Looking back on the experience of welcoming each of our children into the world and the challenges we faced at such a vulnerable time, what stands out the most were the unexpected feelings of sadness, despair, guilt, fear and anxiety; my mental health was impacted. I didn’t expect to feel angry when people referred to our son as “beautiful” or nervous to introduce him to the world. I was so protective of him that it took a long time to build the courage to share photos of him with friends and family. Something else I struggled with, and still do find challenging, are the feelings of jealousy that arise when seeing photos of other newborns or reading social media comments describing other newborns as “perfect.”

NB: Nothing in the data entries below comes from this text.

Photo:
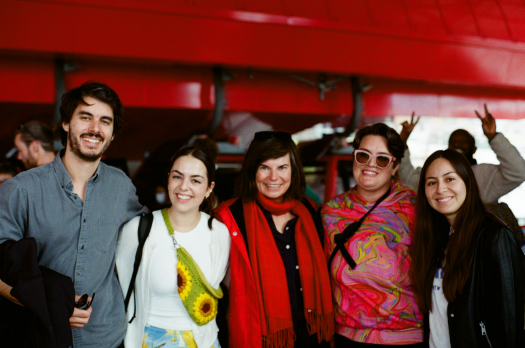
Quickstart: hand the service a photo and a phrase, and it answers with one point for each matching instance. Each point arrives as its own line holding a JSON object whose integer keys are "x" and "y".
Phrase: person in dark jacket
{"x": 467, "y": 268}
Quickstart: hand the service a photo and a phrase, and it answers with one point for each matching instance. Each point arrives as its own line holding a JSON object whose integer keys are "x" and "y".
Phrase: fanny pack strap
{"x": 343, "y": 237}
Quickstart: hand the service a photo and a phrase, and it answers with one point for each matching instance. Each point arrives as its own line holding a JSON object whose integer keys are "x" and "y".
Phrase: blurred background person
{"x": 279, "y": 285}
{"x": 34, "y": 144}
{"x": 7, "y": 171}
{"x": 494, "y": 181}
{"x": 369, "y": 232}
{"x": 468, "y": 270}
{"x": 166, "y": 284}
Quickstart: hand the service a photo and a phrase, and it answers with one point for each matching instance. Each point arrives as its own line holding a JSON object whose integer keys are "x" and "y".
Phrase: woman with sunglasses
{"x": 368, "y": 237}
{"x": 279, "y": 286}
{"x": 184, "y": 259}
{"x": 467, "y": 267}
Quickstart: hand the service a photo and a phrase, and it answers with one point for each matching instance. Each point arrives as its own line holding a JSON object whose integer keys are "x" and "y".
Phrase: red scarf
{"x": 270, "y": 276}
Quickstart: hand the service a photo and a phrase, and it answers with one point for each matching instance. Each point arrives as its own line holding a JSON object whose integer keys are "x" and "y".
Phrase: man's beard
{"x": 76, "y": 147}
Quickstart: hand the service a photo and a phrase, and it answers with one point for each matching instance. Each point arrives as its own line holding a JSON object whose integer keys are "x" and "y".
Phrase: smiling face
{"x": 444, "y": 189}
{"x": 273, "y": 177}
{"x": 188, "y": 184}
{"x": 90, "y": 130}
{"x": 372, "y": 181}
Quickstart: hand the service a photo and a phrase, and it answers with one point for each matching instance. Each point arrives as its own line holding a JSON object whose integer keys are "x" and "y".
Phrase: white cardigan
{"x": 127, "y": 244}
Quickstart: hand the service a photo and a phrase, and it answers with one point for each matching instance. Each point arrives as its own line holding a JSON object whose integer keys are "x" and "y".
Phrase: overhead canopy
{"x": 437, "y": 57}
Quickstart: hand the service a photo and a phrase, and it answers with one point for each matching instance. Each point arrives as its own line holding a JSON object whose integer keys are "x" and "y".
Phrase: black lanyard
{"x": 343, "y": 237}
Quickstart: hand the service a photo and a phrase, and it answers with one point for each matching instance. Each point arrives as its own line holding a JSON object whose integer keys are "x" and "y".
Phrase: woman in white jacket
{"x": 176, "y": 295}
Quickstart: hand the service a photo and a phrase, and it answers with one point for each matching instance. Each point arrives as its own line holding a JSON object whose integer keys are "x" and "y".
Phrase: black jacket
{"x": 48, "y": 297}
{"x": 494, "y": 295}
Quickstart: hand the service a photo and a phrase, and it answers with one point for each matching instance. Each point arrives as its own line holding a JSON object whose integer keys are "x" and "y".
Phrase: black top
{"x": 285, "y": 243}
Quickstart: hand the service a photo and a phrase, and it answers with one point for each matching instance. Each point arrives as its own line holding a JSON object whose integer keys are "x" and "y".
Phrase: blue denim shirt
{"x": 75, "y": 238}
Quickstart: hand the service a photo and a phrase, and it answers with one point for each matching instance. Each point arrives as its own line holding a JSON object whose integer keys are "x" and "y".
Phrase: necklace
{"x": 171, "y": 230}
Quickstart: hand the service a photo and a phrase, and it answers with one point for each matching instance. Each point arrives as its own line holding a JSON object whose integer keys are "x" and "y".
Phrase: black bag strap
{"x": 146, "y": 220}
{"x": 343, "y": 237}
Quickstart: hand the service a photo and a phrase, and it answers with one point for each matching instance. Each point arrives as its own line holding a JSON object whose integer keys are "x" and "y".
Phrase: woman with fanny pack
{"x": 174, "y": 293}
{"x": 369, "y": 232}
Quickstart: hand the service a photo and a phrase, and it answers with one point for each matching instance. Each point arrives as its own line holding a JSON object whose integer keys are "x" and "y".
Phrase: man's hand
{"x": 488, "y": 123}
{"x": 408, "y": 127}
{"x": 5, "y": 290}
{"x": 80, "y": 317}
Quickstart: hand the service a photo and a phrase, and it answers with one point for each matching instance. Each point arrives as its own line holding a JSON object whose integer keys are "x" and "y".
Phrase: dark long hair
{"x": 260, "y": 151}
{"x": 432, "y": 238}
{"x": 208, "y": 204}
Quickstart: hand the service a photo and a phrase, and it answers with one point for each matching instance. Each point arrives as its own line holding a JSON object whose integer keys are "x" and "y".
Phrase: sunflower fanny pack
{"x": 199, "y": 298}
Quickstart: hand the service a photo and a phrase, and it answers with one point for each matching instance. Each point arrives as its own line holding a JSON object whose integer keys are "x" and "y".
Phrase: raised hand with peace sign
{"x": 488, "y": 123}
{"x": 408, "y": 127}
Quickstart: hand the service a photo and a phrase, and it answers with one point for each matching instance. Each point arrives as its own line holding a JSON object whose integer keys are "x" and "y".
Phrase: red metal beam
{"x": 164, "y": 32}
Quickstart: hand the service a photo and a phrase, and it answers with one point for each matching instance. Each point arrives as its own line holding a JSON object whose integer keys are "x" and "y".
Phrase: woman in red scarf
{"x": 279, "y": 285}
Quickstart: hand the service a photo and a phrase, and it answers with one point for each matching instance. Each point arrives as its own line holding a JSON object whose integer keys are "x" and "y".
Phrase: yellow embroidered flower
{"x": 205, "y": 308}
{"x": 183, "y": 280}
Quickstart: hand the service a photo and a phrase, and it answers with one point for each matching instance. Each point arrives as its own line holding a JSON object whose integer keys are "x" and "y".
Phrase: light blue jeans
{"x": 155, "y": 337}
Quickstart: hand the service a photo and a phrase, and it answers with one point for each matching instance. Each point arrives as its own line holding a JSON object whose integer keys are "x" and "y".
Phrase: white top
{"x": 219, "y": 252}
{"x": 438, "y": 321}
{"x": 166, "y": 308}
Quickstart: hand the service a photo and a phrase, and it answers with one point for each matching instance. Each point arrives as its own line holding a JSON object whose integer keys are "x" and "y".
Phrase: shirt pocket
{"x": 105, "y": 239}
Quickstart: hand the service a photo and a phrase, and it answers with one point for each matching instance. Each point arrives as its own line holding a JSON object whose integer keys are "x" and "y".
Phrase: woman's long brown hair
{"x": 431, "y": 238}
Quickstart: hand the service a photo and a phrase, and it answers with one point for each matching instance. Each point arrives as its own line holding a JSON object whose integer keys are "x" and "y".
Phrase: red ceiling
{"x": 437, "y": 57}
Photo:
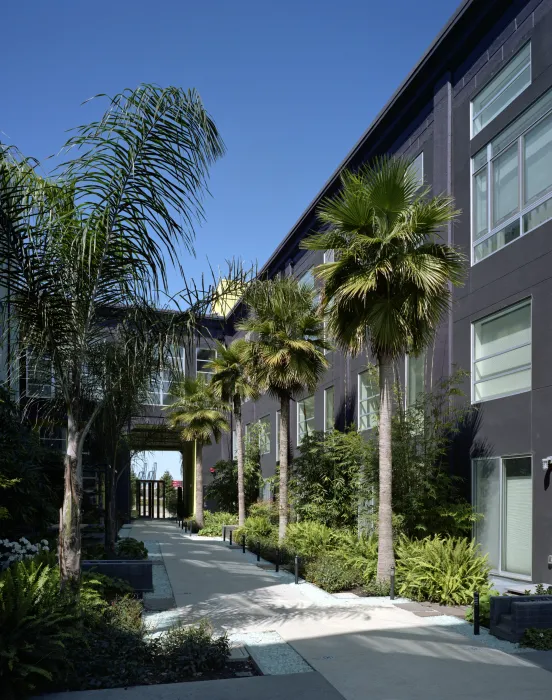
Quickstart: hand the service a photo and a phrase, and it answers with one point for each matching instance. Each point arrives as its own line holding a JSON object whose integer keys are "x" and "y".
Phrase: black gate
{"x": 150, "y": 499}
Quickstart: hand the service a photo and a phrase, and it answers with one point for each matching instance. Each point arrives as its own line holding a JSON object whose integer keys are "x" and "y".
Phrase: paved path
{"x": 364, "y": 651}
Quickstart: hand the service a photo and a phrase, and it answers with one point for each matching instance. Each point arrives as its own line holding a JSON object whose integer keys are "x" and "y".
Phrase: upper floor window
{"x": 502, "y": 353}
{"x": 512, "y": 181}
{"x": 305, "y": 418}
{"x": 502, "y": 90}
{"x": 203, "y": 357}
{"x": 368, "y": 401}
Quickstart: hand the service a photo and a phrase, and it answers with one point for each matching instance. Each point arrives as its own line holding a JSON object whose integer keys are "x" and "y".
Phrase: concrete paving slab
{"x": 306, "y": 686}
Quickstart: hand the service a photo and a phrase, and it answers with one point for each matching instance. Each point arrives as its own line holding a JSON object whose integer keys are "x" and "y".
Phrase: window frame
{"x": 502, "y": 312}
{"x": 502, "y": 90}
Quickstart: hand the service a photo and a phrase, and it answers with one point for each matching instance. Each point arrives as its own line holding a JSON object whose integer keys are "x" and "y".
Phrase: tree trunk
{"x": 199, "y": 485}
{"x": 386, "y": 557}
{"x": 241, "y": 476}
{"x": 70, "y": 513}
{"x": 284, "y": 453}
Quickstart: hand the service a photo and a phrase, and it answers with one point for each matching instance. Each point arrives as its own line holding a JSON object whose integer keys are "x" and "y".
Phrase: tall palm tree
{"x": 233, "y": 384}
{"x": 199, "y": 416}
{"x": 98, "y": 234}
{"x": 389, "y": 286}
{"x": 285, "y": 353}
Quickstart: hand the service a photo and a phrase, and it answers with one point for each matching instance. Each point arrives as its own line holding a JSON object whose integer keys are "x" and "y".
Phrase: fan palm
{"x": 199, "y": 416}
{"x": 285, "y": 354}
{"x": 233, "y": 383}
{"x": 389, "y": 285}
{"x": 99, "y": 234}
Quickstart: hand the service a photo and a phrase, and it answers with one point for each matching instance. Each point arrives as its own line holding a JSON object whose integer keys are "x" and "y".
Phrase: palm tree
{"x": 199, "y": 416}
{"x": 285, "y": 353}
{"x": 98, "y": 234}
{"x": 389, "y": 286}
{"x": 233, "y": 384}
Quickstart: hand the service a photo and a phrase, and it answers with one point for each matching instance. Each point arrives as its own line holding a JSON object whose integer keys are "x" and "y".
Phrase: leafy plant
{"x": 215, "y": 521}
{"x": 441, "y": 570}
{"x": 130, "y": 548}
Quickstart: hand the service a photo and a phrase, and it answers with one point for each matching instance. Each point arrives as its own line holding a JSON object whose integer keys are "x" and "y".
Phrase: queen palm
{"x": 388, "y": 287}
{"x": 97, "y": 234}
{"x": 285, "y": 354}
{"x": 233, "y": 384}
{"x": 199, "y": 416}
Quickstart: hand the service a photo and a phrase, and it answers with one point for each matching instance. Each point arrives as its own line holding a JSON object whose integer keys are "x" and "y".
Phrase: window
{"x": 417, "y": 166}
{"x": 305, "y": 418}
{"x": 502, "y": 494}
{"x": 329, "y": 415}
{"x": 368, "y": 401}
{"x": 40, "y": 377}
{"x": 203, "y": 357}
{"x": 277, "y": 436}
{"x": 512, "y": 181}
{"x": 415, "y": 378}
{"x": 502, "y": 353}
{"x": 502, "y": 90}
{"x": 264, "y": 435}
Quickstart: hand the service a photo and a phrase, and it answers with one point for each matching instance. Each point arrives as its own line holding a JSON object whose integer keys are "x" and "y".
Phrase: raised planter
{"x": 137, "y": 572}
{"x": 510, "y": 616}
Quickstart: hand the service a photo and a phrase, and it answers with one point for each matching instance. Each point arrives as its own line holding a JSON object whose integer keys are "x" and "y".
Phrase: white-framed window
{"x": 368, "y": 401}
{"x": 415, "y": 377}
{"x": 40, "y": 377}
{"x": 329, "y": 409}
{"x": 503, "y": 89}
{"x": 503, "y": 496}
{"x": 264, "y": 435}
{"x": 277, "y": 440}
{"x": 512, "y": 181}
{"x": 159, "y": 389}
{"x": 203, "y": 357}
{"x": 417, "y": 167}
{"x": 305, "y": 418}
{"x": 501, "y": 355}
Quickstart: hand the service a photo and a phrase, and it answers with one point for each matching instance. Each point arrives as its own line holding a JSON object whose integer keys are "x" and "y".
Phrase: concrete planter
{"x": 137, "y": 572}
{"x": 512, "y": 615}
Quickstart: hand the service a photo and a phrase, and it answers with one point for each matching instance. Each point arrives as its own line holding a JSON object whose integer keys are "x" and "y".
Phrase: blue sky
{"x": 291, "y": 84}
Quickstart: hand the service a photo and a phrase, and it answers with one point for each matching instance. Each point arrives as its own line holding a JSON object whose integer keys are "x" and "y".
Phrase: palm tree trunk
{"x": 241, "y": 486}
{"x": 386, "y": 557}
{"x": 284, "y": 448}
{"x": 70, "y": 512}
{"x": 199, "y": 485}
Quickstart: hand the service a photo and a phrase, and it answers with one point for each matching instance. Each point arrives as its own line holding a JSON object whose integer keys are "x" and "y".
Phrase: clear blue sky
{"x": 291, "y": 84}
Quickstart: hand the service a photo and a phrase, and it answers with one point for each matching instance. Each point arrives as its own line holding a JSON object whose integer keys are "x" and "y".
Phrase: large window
{"x": 329, "y": 415}
{"x": 305, "y": 418}
{"x": 368, "y": 401}
{"x": 502, "y": 90}
{"x": 203, "y": 357}
{"x": 502, "y": 353}
{"x": 502, "y": 491}
{"x": 512, "y": 181}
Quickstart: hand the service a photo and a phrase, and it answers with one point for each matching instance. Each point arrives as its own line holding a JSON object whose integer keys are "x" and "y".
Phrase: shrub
{"x": 331, "y": 572}
{"x": 308, "y": 539}
{"x": 129, "y": 548}
{"x": 36, "y": 622}
{"x": 213, "y": 522}
{"x": 441, "y": 570}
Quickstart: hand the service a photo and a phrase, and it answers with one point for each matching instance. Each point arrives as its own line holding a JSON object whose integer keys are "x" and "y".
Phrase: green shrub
{"x": 129, "y": 548}
{"x": 441, "y": 570}
{"x": 308, "y": 539}
{"x": 36, "y": 624}
{"x": 537, "y": 639}
{"x": 330, "y": 572}
{"x": 213, "y": 522}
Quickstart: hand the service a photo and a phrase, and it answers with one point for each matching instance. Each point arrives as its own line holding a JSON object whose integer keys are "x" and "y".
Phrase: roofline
{"x": 437, "y": 42}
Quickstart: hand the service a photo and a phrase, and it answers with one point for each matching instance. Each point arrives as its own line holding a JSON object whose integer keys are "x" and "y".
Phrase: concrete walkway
{"x": 365, "y": 651}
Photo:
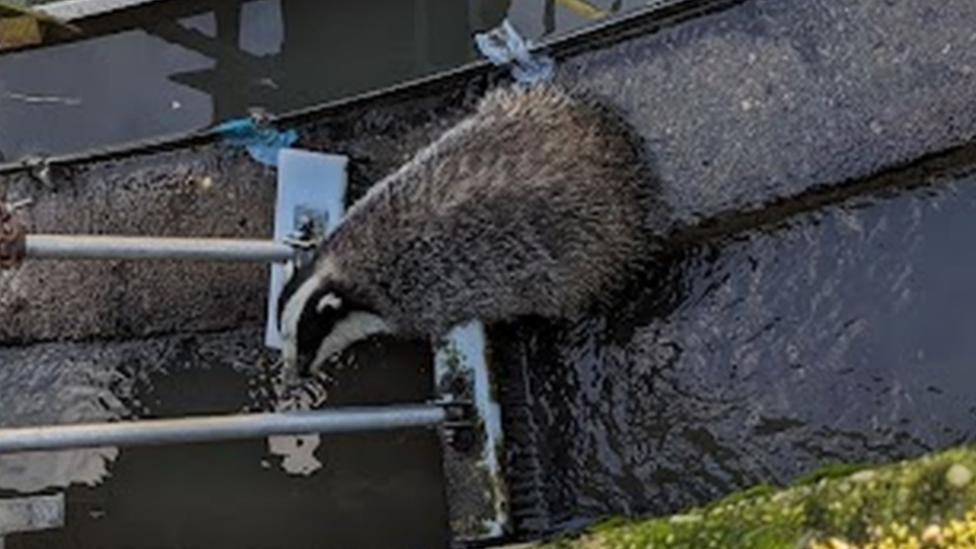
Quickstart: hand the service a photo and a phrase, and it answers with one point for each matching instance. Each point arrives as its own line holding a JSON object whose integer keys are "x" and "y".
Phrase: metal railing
{"x": 39, "y": 246}
{"x": 228, "y": 427}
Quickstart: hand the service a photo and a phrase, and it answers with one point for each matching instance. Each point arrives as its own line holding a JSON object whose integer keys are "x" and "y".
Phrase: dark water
{"x": 182, "y": 74}
{"x": 166, "y": 76}
{"x": 846, "y": 335}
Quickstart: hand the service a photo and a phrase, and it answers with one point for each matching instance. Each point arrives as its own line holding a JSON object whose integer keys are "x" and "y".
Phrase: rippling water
{"x": 842, "y": 335}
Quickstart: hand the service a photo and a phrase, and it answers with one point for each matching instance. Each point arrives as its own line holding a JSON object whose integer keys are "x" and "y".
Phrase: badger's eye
{"x": 318, "y": 319}
{"x": 329, "y": 301}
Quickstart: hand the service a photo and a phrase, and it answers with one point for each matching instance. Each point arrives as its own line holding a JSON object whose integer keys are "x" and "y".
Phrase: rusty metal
{"x": 13, "y": 235}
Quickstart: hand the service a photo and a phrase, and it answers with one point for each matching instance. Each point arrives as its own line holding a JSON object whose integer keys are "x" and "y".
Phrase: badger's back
{"x": 536, "y": 204}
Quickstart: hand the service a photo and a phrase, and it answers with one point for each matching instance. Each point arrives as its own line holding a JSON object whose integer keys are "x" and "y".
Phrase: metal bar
{"x": 216, "y": 428}
{"x": 131, "y": 247}
{"x": 72, "y": 10}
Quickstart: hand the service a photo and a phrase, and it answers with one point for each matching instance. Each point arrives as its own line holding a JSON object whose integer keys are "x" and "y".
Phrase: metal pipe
{"x": 40, "y": 246}
{"x": 215, "y": 428}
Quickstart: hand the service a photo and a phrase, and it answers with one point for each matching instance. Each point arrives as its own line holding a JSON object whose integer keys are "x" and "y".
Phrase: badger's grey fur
{"x": 537, "y": 204}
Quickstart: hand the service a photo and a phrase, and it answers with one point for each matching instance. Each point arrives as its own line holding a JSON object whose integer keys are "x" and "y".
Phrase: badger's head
{"x": 319, "y": 316}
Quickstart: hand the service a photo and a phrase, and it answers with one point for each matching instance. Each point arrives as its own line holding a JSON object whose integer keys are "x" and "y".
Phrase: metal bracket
{"x": 459, "y": 425}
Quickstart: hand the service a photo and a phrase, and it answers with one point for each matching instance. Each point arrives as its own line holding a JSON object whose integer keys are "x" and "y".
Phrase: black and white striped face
{"x": 318, "y": 319}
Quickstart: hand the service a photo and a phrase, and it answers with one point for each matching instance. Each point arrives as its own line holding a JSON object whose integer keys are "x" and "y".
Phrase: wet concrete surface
{"x": 839, "y": 336}
{"x": 747, "y": 359}
{"x": 239, "y": 494}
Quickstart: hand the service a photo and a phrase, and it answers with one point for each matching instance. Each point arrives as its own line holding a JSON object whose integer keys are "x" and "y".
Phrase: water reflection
{"x": 181, "y": 68}
{"x": 845, "y": 335}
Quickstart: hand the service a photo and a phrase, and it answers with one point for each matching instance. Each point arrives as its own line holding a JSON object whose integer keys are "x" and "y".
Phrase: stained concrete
{"x": 766, "y": 100}
{"x": 761, "y": 101}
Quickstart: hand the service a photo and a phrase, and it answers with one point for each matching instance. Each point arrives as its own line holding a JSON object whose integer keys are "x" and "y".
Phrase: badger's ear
{"x": 328, "y": 301}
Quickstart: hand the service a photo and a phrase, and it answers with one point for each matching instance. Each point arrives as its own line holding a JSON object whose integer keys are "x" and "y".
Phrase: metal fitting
{"x": 13, "y": 237}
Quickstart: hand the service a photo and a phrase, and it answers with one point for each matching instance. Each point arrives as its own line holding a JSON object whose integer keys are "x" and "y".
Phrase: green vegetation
{"x": 929, "y": 502}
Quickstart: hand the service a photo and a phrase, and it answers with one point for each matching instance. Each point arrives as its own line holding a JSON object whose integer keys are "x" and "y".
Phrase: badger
{"x": 537, "y": 204}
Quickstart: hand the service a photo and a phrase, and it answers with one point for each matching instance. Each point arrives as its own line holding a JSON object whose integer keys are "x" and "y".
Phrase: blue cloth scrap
{"x": 503, "y": 45}
{"x": 262, "y": 143}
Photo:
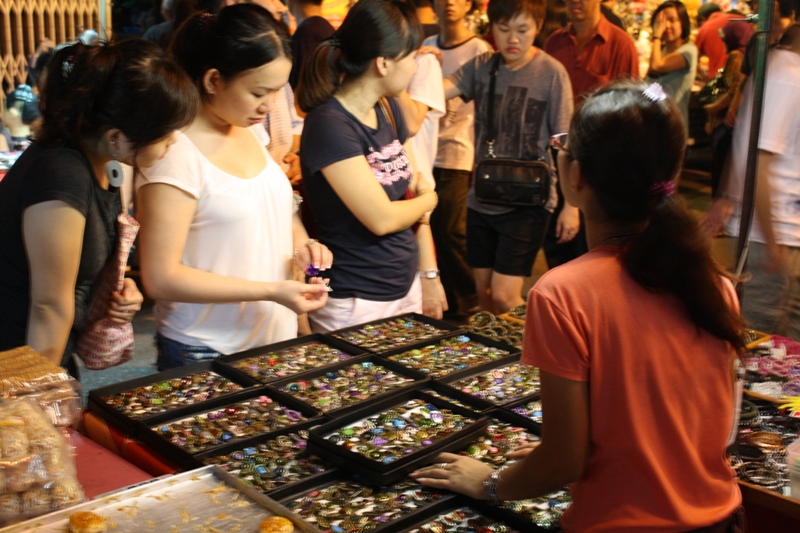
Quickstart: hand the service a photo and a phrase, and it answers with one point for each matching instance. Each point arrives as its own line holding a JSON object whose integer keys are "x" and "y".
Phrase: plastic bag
{"x": 37, "y": 470}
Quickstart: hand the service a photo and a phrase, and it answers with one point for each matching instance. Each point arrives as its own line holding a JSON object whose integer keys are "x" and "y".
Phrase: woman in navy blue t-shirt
{"x": 356, "y": 170}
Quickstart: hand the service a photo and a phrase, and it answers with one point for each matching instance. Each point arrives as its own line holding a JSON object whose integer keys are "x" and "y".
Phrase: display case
{"x": 178, "y": 391}
{"x": 395, "y": 332}
{"x": 348, "y": 384}
{"x": 290, "y": 358}
{"x": 230, "y": 419}
{"x": 388, "y": 439}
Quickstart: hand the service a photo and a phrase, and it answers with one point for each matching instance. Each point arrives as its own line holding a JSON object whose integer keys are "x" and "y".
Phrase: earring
{"x": 114, "y": 169}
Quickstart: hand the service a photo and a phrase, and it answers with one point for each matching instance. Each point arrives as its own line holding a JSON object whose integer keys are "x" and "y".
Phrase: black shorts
{"x": 506, "y": 243}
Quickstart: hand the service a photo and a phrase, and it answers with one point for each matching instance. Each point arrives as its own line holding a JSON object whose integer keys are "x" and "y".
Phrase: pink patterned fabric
{"x": 105, "y": 343}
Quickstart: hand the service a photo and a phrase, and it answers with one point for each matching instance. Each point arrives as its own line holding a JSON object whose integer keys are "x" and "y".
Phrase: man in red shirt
{"x": 594, "y": 52}
{"x": 708, "y": 41}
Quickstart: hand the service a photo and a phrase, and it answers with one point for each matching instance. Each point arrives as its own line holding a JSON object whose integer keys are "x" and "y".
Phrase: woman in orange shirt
{"x": 635, "y": 341}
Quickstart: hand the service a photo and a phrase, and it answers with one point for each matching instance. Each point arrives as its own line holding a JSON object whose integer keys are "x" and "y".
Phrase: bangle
{"x": 490, "y": 484}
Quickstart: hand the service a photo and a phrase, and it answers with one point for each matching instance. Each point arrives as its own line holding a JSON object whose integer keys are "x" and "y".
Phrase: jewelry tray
{"x": 206, "y": 499}
{"x": 126, "y": 424}
{"x": 446, "y": 328}
{"x": 345, "y": 347}
{"x": 381, "y": 473}
{"x": 148, "y": 431}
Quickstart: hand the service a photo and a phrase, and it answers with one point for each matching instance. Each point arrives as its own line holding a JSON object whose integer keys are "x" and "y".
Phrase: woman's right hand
{"x": 299, "y": 297}
{"x": 430, "y": 197}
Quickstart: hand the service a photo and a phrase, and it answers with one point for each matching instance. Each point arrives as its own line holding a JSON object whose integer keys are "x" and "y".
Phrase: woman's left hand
{"x": 126, "y": 303}
{"x": 434, "y": 302}
{"x": 313, "y": 253}
{"x": 456, "y": 473}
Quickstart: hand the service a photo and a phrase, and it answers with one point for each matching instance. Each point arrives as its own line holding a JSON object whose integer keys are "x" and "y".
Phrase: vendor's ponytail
{"x": 629, "y": 141}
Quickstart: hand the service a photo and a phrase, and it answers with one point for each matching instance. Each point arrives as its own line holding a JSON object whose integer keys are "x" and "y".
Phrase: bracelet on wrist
{"x": 490, "y": 484}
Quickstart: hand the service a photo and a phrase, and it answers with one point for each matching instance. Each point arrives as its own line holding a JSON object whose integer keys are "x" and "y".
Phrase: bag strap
{"x": 491, "y": 132}
{"x": 387, "y": 111}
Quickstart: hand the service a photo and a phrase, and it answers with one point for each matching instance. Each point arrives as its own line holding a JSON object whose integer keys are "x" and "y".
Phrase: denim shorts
{"x": 174, "y": 354}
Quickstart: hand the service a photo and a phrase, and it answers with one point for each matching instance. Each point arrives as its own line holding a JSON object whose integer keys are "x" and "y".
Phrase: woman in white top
{"x": 219, "y": 222}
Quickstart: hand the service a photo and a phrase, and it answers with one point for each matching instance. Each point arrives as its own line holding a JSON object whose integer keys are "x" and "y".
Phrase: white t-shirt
{"x": 780, "y": 134}
{"x": 427, "y": 87}
{"x": 456, "y": 132}
{"x": 242, "y": 228}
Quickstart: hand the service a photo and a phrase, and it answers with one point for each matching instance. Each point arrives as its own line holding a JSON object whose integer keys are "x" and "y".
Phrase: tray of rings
{"x": 344, "y": 504}
{"x": 203, "y": 500}
{"x": 349, "y": 383}
{"x": 457, "y": 355}
{"x": 461, "y": 399}
{"x": 528, "y": 408}
{"x": 290, "y": 358}
{"x": 179, "y": 390}
{"x": 500, "y": 328}
{"x": 389, "y": 438}
{"x": 226, "y": 420}
{"x": 271, "y": 462}
{"x": 505, "y": 432}
{"x": 394, "y": 332}
{"x": 501, "y": 382}
{"x": 464, "y": 514}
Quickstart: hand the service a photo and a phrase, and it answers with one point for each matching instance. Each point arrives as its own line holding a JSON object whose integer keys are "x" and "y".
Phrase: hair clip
{"x": 66, "y": 67}
{"x": 655, "y": 93}
{"x": 662, "y": 188}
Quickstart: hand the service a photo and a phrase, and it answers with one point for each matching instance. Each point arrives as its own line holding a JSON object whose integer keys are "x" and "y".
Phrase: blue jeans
{"x": 174, "y": 354}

Since becoming a mother under these circumstances I’ve experienced many traumatic moments and some of my lowest, darkest days. The perinatal periods with each of my children were difficult in their own ways, but there have also been so many bright moments and milestones. I’ve witnessed their resilience and the ease at which they learned to play and crawl while wearing arm splints after surgery. I’ve observed our son master blowing bubbles and drinking from a straw, which isn’t always an easy feat for children born with cleft palate. Additionally, I’ve learned a lot about myself as a woman, a mother and a partner, including my ability to work with my husband to face and overcome the obstacles that life has thrown our way.
There are many days I wish my perinatal experiences were different, but I can’t change what has happened. I know there will be more surgeries and tough days ahead. As difficult and unexpected as this has been, I will always be thankful for the support of family, friends, medical experts and mental health services. I’m fortunate to have connections with a small community of mothers who also have cleft-affected children and who understand this journey. In a world where not all medical conditions or issues can be treated, I’m extremely grateful that my children have access to health care professionals and treatments needed to repair cleft lip and/or palate and support their development.
Our children are now four and two years old; they are healthy and thriving. I’m proud to be their mother and grateful for how much they’ve helped me to grow and learn. For our son, his surgical journey isn’t quite over but we’re enjoying the break and trying not to think too far ahead. For anyone going through the same diagnosis, please know many have walked the same path and can relate to what you are going through. It may feel dark and stormy right now, but there are clear, sunny skies ahead.